Poi ci sono i movimentisti diventati più istituzionalisti degli istituzionali e/o para-partitisti, ma sbaglieremmo a usare categorie che ci porterebbero verso il baratro del risentimento. Sì, perché a sinistra la categoria del tradimento fa il paio con l'atteggiamento del risentimento: è un binomio ormai inscindibile, due facce della medesima medaglia. E quel risentimento si alimenta di saccenza e supponenza, introiettando, per questa via, un eccessivo personalismo (anche questa è eredità più o meno inconsapevole del berlusconismo).

Fra i molti tic della sinistra, il linciaggio del (presunto) traditore è certamente il più gettonato. Si tratta di considerare nemico principale colui o colei che fino a ieri, o l'altro ieri, era il più vicino a te, ma che adesso, essendo su un fronte leggermente (o progressivamente) diverso dal tuo (magari a causa di una scissione?), diventa novello (in seguito sarà più che consunto) nemico. Non puoi che risentirti di tutto ciò! E fargliela pesare di brutto.

A sinistra, allora, occorre fare tabula rasa? Sarebbe con ogni probabilità auspicabile, ma, al contrario, la proliferazione e l'atomizzazione oggi è incipiente: incontabili sono le sigle e le siglette, i gruppi e i sottogruppi, le associazioni... tutto entropicamente e inesorabilmente in aumento ("Possibile" di Pippo Civati e "Futuro a Sinistra" di Stefano Fassina sono solo gli ultimi parti...). Nei proclami si fa sempre appello all'unità e, contemporaneamente, nelle azioni quotidiane si mette in campo tutto il contrario creando sparute e sperdute isolette-rifugio dalle quali contrattare postazioni e proporzioni di ciò che un giorno verrà probabilmente composto. Mai come in questi ultimi tempi i fatti risultano essere inversamente proporzionali alle parole spese, matematicamente.

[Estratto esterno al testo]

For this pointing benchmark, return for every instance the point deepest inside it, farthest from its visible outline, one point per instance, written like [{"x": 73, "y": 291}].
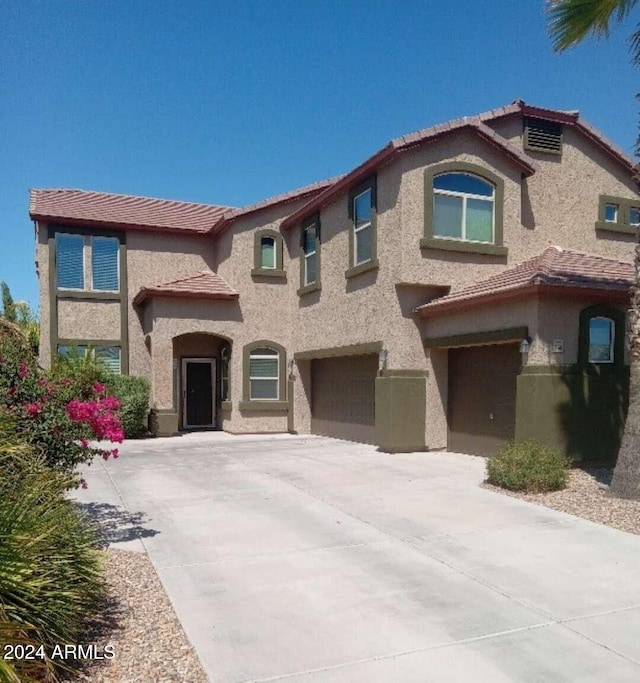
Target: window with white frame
[
  {"x": 225, "y": 356},
  {"x": 267, "y": 253},
  {"x": 362, "y": 228},
  {"x": 105, "y": 264},
  {"x": 310, "y": 255},
  {"x": 601, "y": 340},
  {"x": 108, "y": 356},
  {"x": 70, "y": 262},
  {"x": 264, "y": 374},
  {"x": 463, "y": 208},
  {"x": 611, "y": 213}
]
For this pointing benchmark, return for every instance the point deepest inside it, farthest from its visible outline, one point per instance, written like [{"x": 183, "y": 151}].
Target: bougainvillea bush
[{"x": 56, "y": 415}]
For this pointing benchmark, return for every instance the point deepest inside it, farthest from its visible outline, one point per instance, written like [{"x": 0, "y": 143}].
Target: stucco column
[
  {"x": 162, "y": 389},
  {"x": 301, "y": 403}
]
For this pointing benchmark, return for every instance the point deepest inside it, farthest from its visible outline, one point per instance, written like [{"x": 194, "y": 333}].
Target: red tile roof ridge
[
  {"x": 554, "y": 266},
  {"x": 120, "y": 195}
]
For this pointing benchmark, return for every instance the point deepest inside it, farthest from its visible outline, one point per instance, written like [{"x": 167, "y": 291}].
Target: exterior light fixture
[
  {"x": 525, "y": 344},
  {"x": 382, "y": 360}
]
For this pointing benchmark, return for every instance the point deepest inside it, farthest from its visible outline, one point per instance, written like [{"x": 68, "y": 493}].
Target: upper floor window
[
  {"x": 362, "y": 228},
  {"x": 105, "y": 264},
  {"x": 463, "y": 207},
  {"x": 310, "y": 255},
  {"x": 363, "y": 241},
  {"x": 225, "y": 357},
  {"x": 267, "y": 252},
  {"x": 618, "y": 214},
  {"x": 601, "y": 340},
  {"x": 70, "y": 262},
  {"x": 264, "y": 374},
  {"x": 267, "y": 260}
]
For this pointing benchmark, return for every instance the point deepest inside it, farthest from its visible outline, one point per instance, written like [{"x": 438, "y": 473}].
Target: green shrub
[
  {"x": 528, "y": 466},
  {"x": 61, "y": 413},
  {"x": 133, "y": 394},
  {"x": 51, "y": 579}
]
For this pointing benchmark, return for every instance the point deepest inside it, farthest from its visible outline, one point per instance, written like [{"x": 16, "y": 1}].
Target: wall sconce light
[
  {"x": 525, "y": 344},
  {"x": 382, "y": 360}
]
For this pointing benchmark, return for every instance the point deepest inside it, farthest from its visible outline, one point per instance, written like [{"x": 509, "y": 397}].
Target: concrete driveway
[{"x": 311, "y": 559}]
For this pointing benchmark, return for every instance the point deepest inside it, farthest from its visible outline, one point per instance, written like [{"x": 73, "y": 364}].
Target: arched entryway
[{"x": 201, "y": 371}]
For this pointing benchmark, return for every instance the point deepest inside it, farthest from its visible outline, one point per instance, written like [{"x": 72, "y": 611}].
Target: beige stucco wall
[
  {"x": 86, "y": 319},
  {"x": 154, "y": 259},
  {"x": 42, "y": 258},
  {"x": 557, "y": 205}
]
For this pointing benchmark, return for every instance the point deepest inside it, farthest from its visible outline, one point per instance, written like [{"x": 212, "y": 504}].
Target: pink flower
[{"x": 32, "y": 409}]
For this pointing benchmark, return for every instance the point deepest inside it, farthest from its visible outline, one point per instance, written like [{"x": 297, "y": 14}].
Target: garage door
[
  {"x": 342, "y": 397},
  {"x": 482, "y": 397}
]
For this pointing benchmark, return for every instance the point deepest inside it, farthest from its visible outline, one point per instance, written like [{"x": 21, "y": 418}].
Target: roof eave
[
  {"x": 359, "y": 173},
  {"x": 116, "y": 225},
  {"x": 602, "y": 292},
  {"x": 153, "y": 293}
]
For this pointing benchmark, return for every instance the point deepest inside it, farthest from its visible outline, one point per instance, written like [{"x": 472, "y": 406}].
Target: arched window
[
  {"x": 463, "y": 207},
  {"x": 601, "y": 340},
  {"x": 264, "y": 374}
]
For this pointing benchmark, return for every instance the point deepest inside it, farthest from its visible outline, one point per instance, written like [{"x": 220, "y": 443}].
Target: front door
[{"x": 198, "y": 393}]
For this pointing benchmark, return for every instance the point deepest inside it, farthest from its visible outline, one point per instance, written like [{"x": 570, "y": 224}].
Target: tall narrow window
[
  {"x": 104, "y": 264},
  {"x": 267, "y": 253},
  {"x": 224, "y": 373},
  {"x": 70, "y": 261},
  {"x": 362, "y": 228},
  {"x": 463, "y": 207},
  {"x": 601, "y": 339},
  {"x": 310, "y": 254},
  {"x": 264, "y": 375}
]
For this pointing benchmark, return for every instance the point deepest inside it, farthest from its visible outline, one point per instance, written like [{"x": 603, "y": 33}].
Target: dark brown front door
[
  {"x": 198, "y": 377},
  {"x": 482, "y": 397}
]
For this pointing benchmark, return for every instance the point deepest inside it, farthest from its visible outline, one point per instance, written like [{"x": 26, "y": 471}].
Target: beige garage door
[
  {"x": 342, "y": 397},
  {"x": 482, "y": 397}
]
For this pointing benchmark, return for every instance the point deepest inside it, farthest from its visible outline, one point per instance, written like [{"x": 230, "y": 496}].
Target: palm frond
[{"x": 570, "y": 21}]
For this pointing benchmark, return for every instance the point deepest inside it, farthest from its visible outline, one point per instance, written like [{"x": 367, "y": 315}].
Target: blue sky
[{"x": 230, "y": 102}]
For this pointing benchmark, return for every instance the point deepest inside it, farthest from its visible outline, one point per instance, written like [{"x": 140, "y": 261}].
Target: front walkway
[{"x": 315, "y": 560}]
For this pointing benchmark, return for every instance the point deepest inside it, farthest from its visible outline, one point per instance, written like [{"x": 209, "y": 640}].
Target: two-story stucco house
[{"x": 465, "y": 285}]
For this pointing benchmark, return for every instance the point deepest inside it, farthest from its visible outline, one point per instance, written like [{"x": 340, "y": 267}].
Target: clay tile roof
[
  {"x": 126, "y": 211},
  {"x": 203, "y": 285},
  {"x": 554, "y": 267},
  {"x": 285, "y": 198}
]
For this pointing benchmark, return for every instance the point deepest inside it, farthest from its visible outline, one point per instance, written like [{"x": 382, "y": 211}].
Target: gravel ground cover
[
  {"x": 150, "y": 645},
  {"x": 585, "y": 497}
]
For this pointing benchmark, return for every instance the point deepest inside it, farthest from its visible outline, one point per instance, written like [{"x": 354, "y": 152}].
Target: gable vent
[{"x": 542, "y": 136}]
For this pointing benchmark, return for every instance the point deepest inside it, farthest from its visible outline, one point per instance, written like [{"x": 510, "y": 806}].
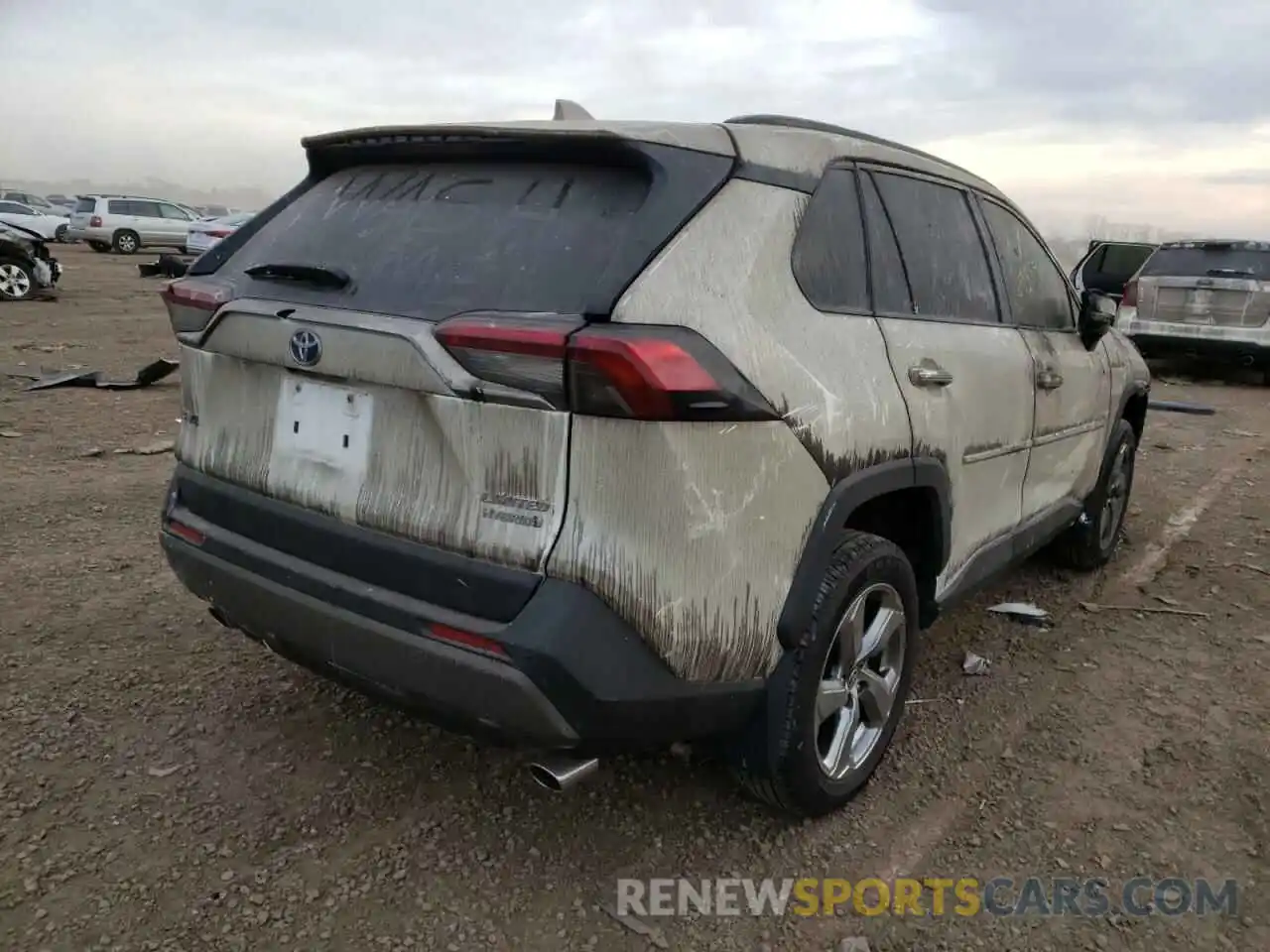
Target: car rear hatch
[
  {"x": 82, "y": 212},
  {"x": 316, "y": 366},
  {"x": 1206, "y": 284}
]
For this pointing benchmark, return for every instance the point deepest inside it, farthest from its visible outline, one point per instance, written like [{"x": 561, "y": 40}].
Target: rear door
[
  {"x": 84, "y": 211},
  {"x": 149, "y": 221},
  {"x": 1206, "y": 285},
  {"x": 965, "y": 376},
  {"x": 1109, "y": 266},
  {"x": 338, "y": 397},
  {"x": 176, "y": 223},
  {"x": 1072, "y": 382}
]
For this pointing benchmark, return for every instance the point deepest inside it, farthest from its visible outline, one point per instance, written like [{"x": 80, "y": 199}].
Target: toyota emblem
[{"x": 305, "y": 348}]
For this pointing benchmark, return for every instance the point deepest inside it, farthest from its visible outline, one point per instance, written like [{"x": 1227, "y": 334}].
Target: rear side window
[
  {"x": 889, "y": 281},
  {"x": 944, "y": 255},
  {"x": 1034, "y": 285},
  {"x": 828, "y": 255},
  {"x": 1210, "y": 261},
  {"x": 432, "y": 239}
]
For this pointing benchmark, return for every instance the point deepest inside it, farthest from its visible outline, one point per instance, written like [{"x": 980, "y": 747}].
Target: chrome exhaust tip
[{"x": 561, "y": 774}]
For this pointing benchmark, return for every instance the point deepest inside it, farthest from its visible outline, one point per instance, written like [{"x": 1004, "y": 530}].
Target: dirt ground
[{"x": 166, "y": 784}]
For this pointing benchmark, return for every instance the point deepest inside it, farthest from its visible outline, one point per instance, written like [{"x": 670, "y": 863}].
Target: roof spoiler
[{"x": 570, "y": 109}]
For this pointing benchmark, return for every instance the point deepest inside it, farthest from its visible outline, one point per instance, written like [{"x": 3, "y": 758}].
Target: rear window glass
[
  {"x": 1209, "y": 261},
  {"x": 432, "y": 239}
]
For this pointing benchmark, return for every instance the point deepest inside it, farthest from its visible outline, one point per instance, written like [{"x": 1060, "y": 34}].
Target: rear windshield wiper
[{"x": 316, "y": 275}]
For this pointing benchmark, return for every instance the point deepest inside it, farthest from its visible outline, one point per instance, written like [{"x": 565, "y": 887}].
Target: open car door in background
[{"x": 1107, "y": 266}]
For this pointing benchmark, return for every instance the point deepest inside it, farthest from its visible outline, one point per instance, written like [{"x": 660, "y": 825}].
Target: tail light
[
  {"x": 190, "y": 302},
  {"x": 640, "y": 372}
]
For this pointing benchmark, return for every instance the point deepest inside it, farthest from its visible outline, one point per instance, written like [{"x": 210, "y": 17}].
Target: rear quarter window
[
  {"x": 943, "y": 253},
  {"x": 1209, "y": 261}
]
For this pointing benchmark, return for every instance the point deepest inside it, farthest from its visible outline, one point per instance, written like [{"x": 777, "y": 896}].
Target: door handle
[{"x": 929, "y": 375}]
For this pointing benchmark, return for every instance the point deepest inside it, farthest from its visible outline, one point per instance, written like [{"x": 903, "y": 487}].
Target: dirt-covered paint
[
  {"x": 980, "y": 422},
  {"x": 726, "y": 276},
  {"x": 690, "y": 532},
  {"x": 1070, "y": 429}
]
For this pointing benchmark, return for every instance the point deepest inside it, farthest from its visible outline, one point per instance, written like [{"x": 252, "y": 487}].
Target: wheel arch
[
  {"x": 1133, "y": 408},
  {"x": 906, "y": 500}
]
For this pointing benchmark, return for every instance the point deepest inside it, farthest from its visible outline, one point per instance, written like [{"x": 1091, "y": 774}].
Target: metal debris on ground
[
  {"x": 975, "y": 664},
  {"x": 167, "y": 267},
  {"x": 639, "y": 927},
  {"x": 1023, "y": 612},
  {"x": 1093, "y": 608},
  {"x": 148, "y": 375},
  {"x": 1248, "y": 566},
  {"x": 1179, "y": 407},
  {"x": 163, "y": 445}
]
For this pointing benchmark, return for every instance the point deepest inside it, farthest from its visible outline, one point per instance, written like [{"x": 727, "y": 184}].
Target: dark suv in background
[{"x": 1206, "y": 298}]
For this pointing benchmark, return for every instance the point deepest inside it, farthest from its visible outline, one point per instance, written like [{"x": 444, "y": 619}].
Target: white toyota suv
[
  {"x": 127, "y": 223},
  {"x": 593, "y": 435},
  {"x": 1205, "y": 298}
]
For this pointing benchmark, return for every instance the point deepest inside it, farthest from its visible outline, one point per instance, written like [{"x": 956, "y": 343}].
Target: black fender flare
[
  {"x": 843, "y": 498},
  {"x": 1132, "y": 389}
]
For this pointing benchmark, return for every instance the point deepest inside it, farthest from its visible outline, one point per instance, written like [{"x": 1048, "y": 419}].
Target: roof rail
[
  {"x": 570, "y": 109},
  {"x": 793, "y": 122}
]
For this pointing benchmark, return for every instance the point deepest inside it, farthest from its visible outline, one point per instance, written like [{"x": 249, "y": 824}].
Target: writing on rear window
[{"x": 434, "y": 239}]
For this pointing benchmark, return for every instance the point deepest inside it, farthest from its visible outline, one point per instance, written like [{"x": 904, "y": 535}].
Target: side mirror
[{"x": 1097, "y": 316}]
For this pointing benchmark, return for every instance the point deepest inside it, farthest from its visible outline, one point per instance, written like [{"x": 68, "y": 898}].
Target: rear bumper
[
  {"x": 1247, "y": 347},
  {"x": 572, "y": 676}
]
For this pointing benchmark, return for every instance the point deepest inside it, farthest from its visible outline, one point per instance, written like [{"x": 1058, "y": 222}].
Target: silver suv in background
[
  {"x": 1109, "y": 266},
  {"x": 126, "y": 223},
  {"x": 1206, "y": 298},
  {"x": 597, "y": 435}
]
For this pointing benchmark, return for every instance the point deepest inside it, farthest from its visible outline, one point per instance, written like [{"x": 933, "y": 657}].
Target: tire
[
  {"x": 17, "y": 282},
  {"x": 126, "y": 243},
  {"x": 1092, "y": 539},
  {"x": 786, "y": 757}
]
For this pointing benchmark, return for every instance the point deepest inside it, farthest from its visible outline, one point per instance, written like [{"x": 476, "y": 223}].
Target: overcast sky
[{"x": 1143, "y": 111}]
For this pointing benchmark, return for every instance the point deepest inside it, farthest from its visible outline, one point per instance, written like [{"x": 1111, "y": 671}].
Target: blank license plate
[{"x": 324, "y": 424}]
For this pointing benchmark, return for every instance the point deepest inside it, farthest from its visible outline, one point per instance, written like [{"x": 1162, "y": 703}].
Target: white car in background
[
  {"x": 204, "y": 234},
  {"x": 51, "y": 227}
]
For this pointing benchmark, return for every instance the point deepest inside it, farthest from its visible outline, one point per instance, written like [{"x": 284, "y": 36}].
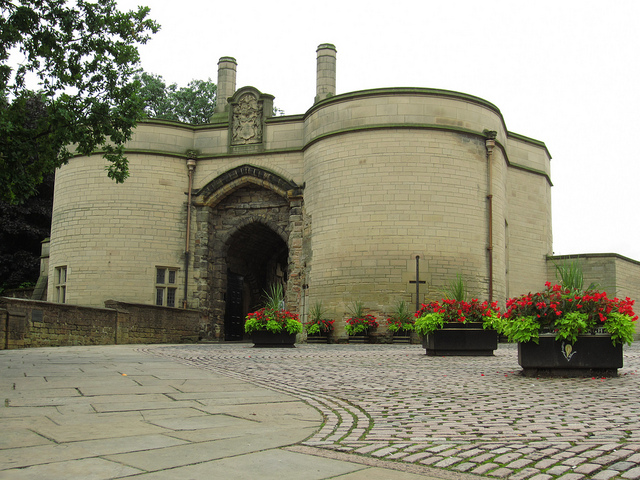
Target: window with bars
[
  {"x": 166, "y": 286},
  {"x": 60, "y": 284}
]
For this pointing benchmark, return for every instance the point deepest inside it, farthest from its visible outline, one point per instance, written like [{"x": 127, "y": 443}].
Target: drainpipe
[
  {"x": 191, "y": 165},
  {"x": 490, "y": 143}
]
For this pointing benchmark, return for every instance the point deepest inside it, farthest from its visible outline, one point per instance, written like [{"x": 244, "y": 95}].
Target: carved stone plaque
[{"x": 247, "y": 120}]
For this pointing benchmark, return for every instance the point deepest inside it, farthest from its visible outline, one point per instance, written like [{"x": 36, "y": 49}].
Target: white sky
[{"x": 565, "y": 72}]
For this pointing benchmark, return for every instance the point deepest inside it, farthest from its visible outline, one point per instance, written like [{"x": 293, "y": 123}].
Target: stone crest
[{"x": 246, "y": 120}]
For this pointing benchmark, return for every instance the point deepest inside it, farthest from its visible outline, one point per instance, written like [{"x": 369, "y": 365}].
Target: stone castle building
[{"x": 349, "y": 201}]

E come si fa a unire tutto ciò che è diviso? Ogni atomo ha il suo intrinseco movimento: «sciogliere tutto!», «federare tutti!», «una testa un voto!», «contino le associazioni non i partiti...», «una confederazione sarebbe quel lievito necessario...». Al di là della formuletta magica, il rischio concreto è che l'ipotetico nuovo soggetto unitario della sinistra italiana – prima ancora di nascere – vada a sbattere sul primo scoglio che si troverà davanti: e questo scoglio, come al solito, si concretizza nel tormentone «quale rapporto dobbiamo avere con il Partito Democratico?». Senza tralasciare, poi, un'ulteriore questione: la sinistra-sinistra saprà fare i conti con i numeri reali? I numeri di chi milita nei soggetti organizzati, i numeri di chi vota e, sopratutto, di chi non vota più. Forse la scissione più grande e importante a sinistra (e non solo), di questi tempi, è quella dagli elettori che, bontà loro, hanno già dato vita al più cospicuo dei soggetti politici: il partito dell'astensione.

Purtroppo, non avendo una soluzione pronta per l'uso – come nella migliore/peggiore tradizione della sinistra italiana – sono certamente anch'io, dentro fino al collo, parte del problema. Ma almeno non potrò essere accusato di tradimento.